For the quilt top, once Skye (benefactor of said quilt) and I figured out what we wanted our blocks to look like, I cut like a thousand pieces and laid them all out for her and told her to make 8 nine-square blocks and 7 diamond-in-square blocks. So I made the kid work for it. And she loved it. After I stitched each one, she ironed them. Once we had our 15 9-inch by 9-inch blocks, we laid them out on her bed, and I decided to piece them together in a grid defined by 3-inch-wide strips of this awesome white-on-white polka dot fabric I’d bought. We liked the contrast of the white strips so much we decided to make the entire border in the same fabric.

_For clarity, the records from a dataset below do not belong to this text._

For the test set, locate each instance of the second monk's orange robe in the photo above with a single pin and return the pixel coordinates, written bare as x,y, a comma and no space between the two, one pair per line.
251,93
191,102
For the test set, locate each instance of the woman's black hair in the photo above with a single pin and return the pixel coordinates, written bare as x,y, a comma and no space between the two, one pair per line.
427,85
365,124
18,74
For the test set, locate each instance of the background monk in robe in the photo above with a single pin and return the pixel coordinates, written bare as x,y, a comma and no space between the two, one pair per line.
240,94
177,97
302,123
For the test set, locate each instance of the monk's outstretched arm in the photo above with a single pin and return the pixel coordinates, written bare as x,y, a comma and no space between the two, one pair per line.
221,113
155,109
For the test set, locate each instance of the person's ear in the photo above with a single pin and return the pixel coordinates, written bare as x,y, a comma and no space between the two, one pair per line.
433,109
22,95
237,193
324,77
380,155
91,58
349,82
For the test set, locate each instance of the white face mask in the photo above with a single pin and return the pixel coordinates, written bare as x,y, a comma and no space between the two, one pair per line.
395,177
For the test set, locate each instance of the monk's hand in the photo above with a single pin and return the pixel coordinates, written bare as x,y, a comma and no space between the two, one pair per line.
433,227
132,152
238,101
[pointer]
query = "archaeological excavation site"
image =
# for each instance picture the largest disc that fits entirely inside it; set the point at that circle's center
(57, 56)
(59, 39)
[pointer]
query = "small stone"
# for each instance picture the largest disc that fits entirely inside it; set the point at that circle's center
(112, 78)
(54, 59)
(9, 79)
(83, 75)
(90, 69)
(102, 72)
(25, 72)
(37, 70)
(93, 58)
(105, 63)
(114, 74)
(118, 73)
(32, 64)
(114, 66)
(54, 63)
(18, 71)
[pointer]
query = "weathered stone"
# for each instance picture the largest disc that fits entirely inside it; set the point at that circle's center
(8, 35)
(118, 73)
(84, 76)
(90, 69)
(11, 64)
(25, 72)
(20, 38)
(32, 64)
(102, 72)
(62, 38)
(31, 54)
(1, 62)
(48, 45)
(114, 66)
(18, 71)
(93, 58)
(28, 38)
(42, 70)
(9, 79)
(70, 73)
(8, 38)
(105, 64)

The bigger the quilt top got, the harder it was, of course, to sew. So after much layering of pieces and smoothing, I pinned every three inches or so on the seam. I learned my lesson because inevitably the fabric will get away from you and fly all over the place as you sew, which is why you must roll up the left side of the quilt to make it easier to move across the machine.
Anyway, we now have a fully assembled quilt top. Next up: assembling the quilt and well, quilting!